Beyond Imperfect Alternatives with Rulemapping: A Neuro-Symbolic Case Study on Online Hate Speech
For legal decision-making in high-volume settings like content moderation, this hybrid method offers a verifiable and auditable alternative to purely neural systems.
This paper shows that a neuro-symbolic approach (Rulemapping) improves precision from 0.34-0.49 to 0.80-0.86 while maintaining high recall (0.82-0.89) for hate speech classification under German law, preventing LLMs from conflating offensiveness with illegality.

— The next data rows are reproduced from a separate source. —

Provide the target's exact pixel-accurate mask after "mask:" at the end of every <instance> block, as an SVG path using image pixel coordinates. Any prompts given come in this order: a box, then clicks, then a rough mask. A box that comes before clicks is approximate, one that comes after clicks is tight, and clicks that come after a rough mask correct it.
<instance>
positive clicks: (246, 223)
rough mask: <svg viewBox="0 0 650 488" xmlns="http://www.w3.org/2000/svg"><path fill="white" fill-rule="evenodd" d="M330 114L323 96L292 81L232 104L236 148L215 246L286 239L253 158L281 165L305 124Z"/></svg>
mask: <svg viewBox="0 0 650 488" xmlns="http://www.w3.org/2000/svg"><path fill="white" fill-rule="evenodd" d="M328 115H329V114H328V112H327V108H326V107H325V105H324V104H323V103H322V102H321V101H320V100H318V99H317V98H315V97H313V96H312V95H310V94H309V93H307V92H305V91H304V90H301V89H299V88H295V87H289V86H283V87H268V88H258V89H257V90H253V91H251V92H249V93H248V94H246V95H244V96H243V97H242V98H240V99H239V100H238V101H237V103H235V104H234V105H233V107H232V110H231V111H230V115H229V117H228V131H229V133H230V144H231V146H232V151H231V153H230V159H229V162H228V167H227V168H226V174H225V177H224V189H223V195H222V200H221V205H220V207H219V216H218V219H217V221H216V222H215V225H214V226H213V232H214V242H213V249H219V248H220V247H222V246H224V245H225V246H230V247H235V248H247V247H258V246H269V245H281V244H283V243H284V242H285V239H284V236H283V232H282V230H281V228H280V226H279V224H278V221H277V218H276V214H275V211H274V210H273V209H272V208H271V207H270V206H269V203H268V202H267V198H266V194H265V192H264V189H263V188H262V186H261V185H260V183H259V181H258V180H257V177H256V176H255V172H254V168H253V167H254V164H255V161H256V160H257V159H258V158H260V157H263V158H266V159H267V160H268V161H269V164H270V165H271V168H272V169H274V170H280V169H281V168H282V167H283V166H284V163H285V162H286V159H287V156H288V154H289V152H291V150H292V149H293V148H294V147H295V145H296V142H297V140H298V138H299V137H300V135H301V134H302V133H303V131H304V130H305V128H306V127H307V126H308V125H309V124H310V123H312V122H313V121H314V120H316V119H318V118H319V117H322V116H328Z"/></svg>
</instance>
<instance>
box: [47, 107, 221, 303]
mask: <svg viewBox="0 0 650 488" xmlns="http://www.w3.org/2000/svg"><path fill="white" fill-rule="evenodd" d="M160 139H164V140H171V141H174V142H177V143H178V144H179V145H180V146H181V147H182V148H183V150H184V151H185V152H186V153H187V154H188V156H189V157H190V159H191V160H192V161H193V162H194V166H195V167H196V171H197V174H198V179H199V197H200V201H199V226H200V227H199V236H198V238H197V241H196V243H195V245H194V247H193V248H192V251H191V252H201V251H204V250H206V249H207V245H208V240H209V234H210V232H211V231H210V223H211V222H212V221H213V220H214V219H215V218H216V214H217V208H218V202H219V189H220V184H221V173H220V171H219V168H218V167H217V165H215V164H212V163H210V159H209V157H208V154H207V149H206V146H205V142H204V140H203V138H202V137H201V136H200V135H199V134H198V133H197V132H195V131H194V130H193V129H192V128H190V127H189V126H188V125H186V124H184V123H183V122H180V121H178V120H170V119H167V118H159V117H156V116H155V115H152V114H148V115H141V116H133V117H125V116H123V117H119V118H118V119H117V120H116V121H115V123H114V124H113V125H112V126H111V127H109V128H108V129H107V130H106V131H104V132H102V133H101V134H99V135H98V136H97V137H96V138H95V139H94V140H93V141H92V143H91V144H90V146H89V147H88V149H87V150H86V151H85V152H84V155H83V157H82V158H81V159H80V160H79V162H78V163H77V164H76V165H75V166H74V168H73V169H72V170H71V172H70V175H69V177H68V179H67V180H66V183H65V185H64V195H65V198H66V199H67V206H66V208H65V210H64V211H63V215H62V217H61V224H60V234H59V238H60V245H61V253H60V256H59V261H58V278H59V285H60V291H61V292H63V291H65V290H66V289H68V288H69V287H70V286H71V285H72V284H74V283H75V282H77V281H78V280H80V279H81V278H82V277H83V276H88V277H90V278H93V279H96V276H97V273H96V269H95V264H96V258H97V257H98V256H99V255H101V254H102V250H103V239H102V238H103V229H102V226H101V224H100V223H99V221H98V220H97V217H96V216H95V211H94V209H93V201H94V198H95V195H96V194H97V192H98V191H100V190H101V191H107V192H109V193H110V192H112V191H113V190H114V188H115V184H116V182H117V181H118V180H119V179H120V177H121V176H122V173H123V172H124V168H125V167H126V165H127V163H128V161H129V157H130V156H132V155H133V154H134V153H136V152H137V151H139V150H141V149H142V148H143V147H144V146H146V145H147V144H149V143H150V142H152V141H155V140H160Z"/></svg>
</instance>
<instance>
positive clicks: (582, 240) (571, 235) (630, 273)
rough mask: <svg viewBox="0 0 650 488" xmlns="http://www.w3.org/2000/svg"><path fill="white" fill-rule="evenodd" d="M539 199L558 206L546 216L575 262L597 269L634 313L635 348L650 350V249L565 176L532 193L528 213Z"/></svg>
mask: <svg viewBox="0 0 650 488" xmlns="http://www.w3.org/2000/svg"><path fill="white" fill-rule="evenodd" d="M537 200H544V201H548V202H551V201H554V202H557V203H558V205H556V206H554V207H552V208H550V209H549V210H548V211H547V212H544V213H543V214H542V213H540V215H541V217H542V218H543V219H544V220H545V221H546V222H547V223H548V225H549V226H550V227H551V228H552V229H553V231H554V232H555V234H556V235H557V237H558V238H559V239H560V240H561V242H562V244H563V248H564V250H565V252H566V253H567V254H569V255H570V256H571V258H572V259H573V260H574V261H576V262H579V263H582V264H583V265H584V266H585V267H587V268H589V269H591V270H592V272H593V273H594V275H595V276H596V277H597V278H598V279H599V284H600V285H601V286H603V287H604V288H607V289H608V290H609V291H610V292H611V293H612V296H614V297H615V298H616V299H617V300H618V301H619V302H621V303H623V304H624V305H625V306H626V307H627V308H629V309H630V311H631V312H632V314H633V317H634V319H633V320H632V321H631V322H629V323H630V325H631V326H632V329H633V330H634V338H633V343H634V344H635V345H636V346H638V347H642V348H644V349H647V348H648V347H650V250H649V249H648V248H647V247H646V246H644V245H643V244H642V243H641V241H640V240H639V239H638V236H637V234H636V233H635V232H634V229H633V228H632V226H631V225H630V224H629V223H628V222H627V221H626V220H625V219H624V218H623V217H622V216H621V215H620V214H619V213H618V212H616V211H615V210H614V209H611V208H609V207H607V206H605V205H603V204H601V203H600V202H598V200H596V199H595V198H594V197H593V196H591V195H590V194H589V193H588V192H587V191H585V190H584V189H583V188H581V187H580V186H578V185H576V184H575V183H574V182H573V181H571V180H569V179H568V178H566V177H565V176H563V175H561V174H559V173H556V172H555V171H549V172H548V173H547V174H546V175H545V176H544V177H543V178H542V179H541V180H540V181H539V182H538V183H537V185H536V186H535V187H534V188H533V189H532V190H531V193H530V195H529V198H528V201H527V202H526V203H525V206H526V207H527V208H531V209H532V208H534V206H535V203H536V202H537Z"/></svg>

Automating legal reasoning forces a choice between imperfect alternatives: symbolic systems offer transparency but struggle with ambiguity, whereas neural systems handle natural language flexibly but lack verifiability. This paper investigates whether a hybrid, neuro-symbolic approach can reconcile this trade-off. We evaluate this architecture in the domain of online content moderation, which serves as a proxy for high-volume legal decision-making such as mass administrative proceedings. In these settings, operators must assess thousands of cases daily under strict legal standards. Specifically, we examine whether constraining large language models (LLMs) within deterministic symbolic scaffolds improves statute-grounded illegality assessment while preventing "scope drift" (where LLMs conflate moral offensiveness with legal illegality). We evaluate the neuro-symbolic variant of Rulemapping - a visual logic-tree method that operationalises the classic legal syllogism - on online hate-speech classification under §130(1) of the German Criminal Code. Across diverse LLMs, Rulemapping maintains high recall (0.82-0.89) while achieving precision of 0.80-0.86, compared to 0.34-0.49 for unconstrained prompting. Expert-authored symbolic scaffolds thus enable robust legal automation aligned with regulatory requirements for auditability and verifiable decision-making.